Entrez dans les coulisses de la comédie musicale Cats

Nous nous sommes glissés dans les coulisses de la comédie musicale la plus mythique de tous les temps. Atelier perruque, échauffement des danseurs, anecdotes et petites histoires internes : l’envers du décor, comme si vous y étiez.

TEXTE ET PHOTOS BACKSTAGE : MARIE HONNAY |

Une forte odeur de lessive : c’est la première sensation que l’on perçoit lorsqu’on se glisse dans les coulisses du Louxor de Rotterdam, l’un des points de chute de la compagnie qui assure la tournée de Cats, le musical culte d’Andrew Lloyd Webber. Après Amsterdam et avant Bruxelles, la troupe de danseurs, chanteurs et acrobates s’est donc posée pour deux semaines dans la ville hollandaise.

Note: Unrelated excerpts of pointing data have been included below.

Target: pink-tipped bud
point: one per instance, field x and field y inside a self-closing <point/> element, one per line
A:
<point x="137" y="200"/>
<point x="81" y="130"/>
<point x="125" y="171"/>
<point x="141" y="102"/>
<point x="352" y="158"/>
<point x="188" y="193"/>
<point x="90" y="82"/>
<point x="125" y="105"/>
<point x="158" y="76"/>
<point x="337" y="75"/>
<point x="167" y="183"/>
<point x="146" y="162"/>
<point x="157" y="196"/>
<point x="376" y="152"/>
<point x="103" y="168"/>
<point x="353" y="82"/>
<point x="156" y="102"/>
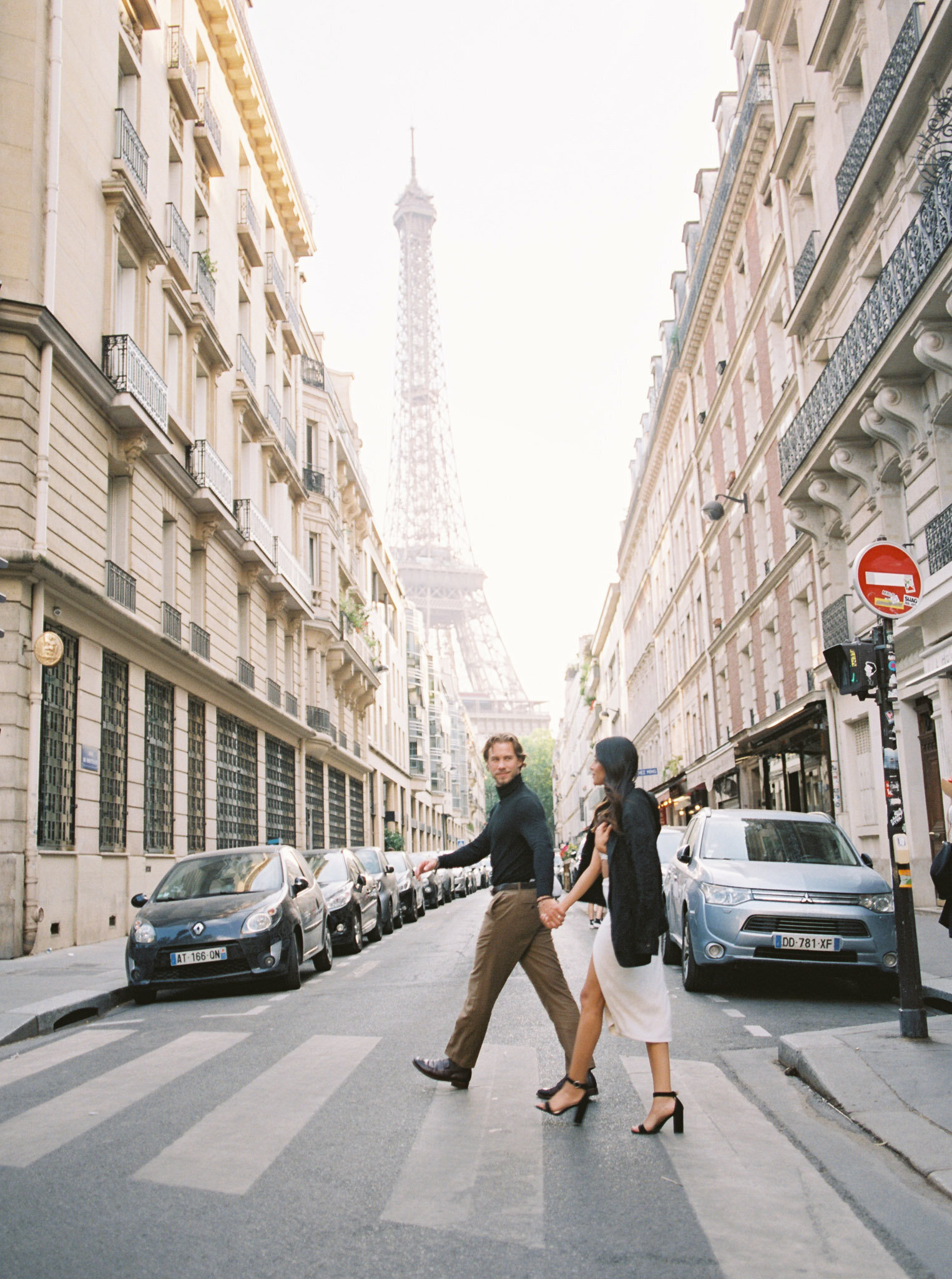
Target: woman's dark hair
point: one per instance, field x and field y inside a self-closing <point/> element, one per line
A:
<point x="619" y="759"/>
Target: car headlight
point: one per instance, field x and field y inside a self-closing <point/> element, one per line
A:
<point x="720" y="894"/>
<point x="261" y="920"/>
<point x="878" y="902"/>
<point x="144" y="933"/>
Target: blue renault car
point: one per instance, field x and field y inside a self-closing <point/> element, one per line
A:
<point x="776" y="888"/>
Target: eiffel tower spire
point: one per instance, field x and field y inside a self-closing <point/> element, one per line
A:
<point x="426" y="522"/>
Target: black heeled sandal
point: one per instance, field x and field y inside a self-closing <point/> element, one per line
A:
<point x="579" y="1107"/>
<point x="676" y="1114"/>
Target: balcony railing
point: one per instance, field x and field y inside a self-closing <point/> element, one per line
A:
<point x="205" y="282"/>
<point x="177" y="234"/>
<point x="938" y="540"/>
<point x="805" y="264"/>
<point x="273" y="407"/>
<point x="880" y="101"/>
<point x="253" y="527"/>
<point x="910" y="264"/>
<point x="312" y="371"/>
<point x="207" y="468"/>
<point x="201" y="643"/>
<point x="172" y="623"/>
<point x="313" y="480"/>
<point x="246" y="361"/>
<point x="294" y="573"/>
<point x="130" y="151"/>
<point x="129" y="371"/>
<point x="120" y="586"/>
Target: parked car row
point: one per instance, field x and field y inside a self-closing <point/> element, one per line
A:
<point x="263" y="911"/>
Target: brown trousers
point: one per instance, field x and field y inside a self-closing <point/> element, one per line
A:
<point x="513" y="934"/>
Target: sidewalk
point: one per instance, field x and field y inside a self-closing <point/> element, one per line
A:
<point x="40" y="993"/>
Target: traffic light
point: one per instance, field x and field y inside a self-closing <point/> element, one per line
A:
<point x="854" y="668"/>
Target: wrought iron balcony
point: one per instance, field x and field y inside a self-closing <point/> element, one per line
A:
<point x="172" y="623"/>
<point x="207" y="468"/>
<point x="805" y="264"/>
<point x="205" y="282"/>
<point x="246" y="361"/>
<point x="130" y="151"/>
<point x="201" y="643"/>
<point x="130" y="372"/>
<point x="253" y="527"/>
<point x="880" y="101"/>
<point x="938" y="540"/>
<point x="120" y="586"/>
<point x="910" y="264"/>
<point x="312" y="372"/>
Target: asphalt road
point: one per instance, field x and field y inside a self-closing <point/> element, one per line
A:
<point x="279" y="1135"/>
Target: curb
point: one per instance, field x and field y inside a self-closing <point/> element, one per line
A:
<point x="54" y="1014"/>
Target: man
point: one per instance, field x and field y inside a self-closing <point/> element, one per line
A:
<point x="518" y="922"/>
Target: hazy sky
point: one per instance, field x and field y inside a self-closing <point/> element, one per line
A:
<point x="560" y="142"/>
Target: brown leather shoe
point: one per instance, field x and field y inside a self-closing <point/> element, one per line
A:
<point x="444" y="1070"/>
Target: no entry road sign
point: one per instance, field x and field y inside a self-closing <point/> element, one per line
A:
<point x="887" y="580"/>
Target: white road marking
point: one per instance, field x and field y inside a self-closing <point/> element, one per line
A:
<point x="56" y="1053"/>
<point x="760" y="1203"/>
<point x="223" y="1154"/>
<point x="468" y="1177"/>
<point x="44" y="1128"/>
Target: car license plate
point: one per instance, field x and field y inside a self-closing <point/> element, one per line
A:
<point x="805" y="942"/>
<point x="209" y="956"/>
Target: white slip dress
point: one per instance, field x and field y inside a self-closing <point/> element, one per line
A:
<point x="637" y="1003"/>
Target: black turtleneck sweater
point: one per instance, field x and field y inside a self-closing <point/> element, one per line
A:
<point x="515" y="838"/>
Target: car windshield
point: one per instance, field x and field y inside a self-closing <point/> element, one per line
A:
<point x="329" y="867"/>
<point x="762" y="839"/>
<point x="222" y="875"/>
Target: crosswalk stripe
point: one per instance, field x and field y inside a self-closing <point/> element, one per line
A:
<point x="220" y="1154"/>
<point x="56" y="1053"/>
<point x="760" y="1203"/>
<point x="476" y="1165"/>
<point x="44" y="1128"/>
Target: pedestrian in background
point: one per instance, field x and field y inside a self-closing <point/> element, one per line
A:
<point x="517" y="927"/>
<point x="625" y="979"/>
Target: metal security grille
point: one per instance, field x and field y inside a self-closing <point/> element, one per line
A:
<point x="57" y="809"/>
<point x="160" y="722"/>
<point x="279" y="791"/>
<point x="237" y="783"/>
<point x="315" y="804"/>
<point x="357" y="812"/>
<point x="114" y="751"/>
<point x="336" y="809"/>
<point x="196" y="776"/>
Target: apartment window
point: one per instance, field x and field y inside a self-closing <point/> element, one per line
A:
<point x="114" y="737"/>
<point x="237" y="792"/>
<point x="160" y="723"/>
<point x="315" y="804"/>
<point x="58" y="742"/>
<point x="196" y="776"/>
<point x="279" y="791"/>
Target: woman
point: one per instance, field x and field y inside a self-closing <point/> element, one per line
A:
<point x="625" y="977"/>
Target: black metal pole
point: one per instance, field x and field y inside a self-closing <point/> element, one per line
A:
<point x="913" y="1022"/>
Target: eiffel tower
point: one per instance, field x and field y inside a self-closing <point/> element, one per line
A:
<point x="426" y="522"/>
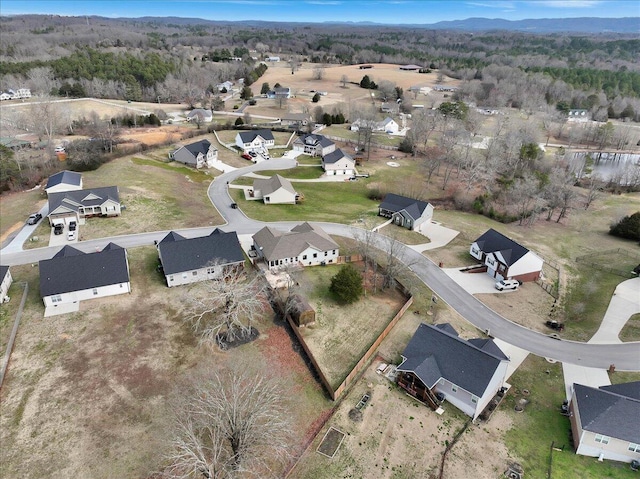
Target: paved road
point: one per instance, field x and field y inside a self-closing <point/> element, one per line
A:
<point x="626" y="356"/>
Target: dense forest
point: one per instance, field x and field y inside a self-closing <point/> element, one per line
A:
<point x="169" y="59"/>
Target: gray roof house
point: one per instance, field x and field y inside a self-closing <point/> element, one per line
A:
<point x="467" y="373"/>
<point x="255" y="139"/>
<point x="304" y="245"/>
<point x="78" y="205"/>
<point x="338" y="163"/>
<point x="274" y="190"/>
<point x="406" y="212"/>
<point x="189" y="260"/>
<point x="72" y="276"/>
<point x="505" y="258"/>
<point x="64" y="181"/>
<point x="605" y="421"/>
<point x="200" y="154"/>
<point x="314" y="145"/>
<point x="5" y="282"/>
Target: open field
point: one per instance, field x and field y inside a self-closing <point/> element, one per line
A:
<point x="86" y="393"/>
<point x="342" y="333"/>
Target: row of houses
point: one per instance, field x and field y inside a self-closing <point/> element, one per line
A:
<point x="17" y="94"/>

Au bout d’un couloir où s’alignent de grandes malles acheminées par huit camions qui suivent la production d’un théâtre à l’autre, nous arrivons dans la loge dédiée aux costumes. Dans la première partie de la pièce, trois machines à laver tournent à plein régime. Cinq séchoirs et deux grandes hotboxes (des séchoirs verticaux qui ressemblent à des frigos géants) complètent cette buanderie
mobile. Il est un peu plus de 15 h. Célesta, une Hollandaise venue en renfort des trois habilleuses de la troupe, nous explique quelques-uns des rituels quotidiens du pole costume de la production. "Tous les costumes sont lavés après chaque spectacle", raconte-t-elle. Le lycra des combis de chats supporte mal la sueur des corps mis à l’épreuve de ces deux heures de show.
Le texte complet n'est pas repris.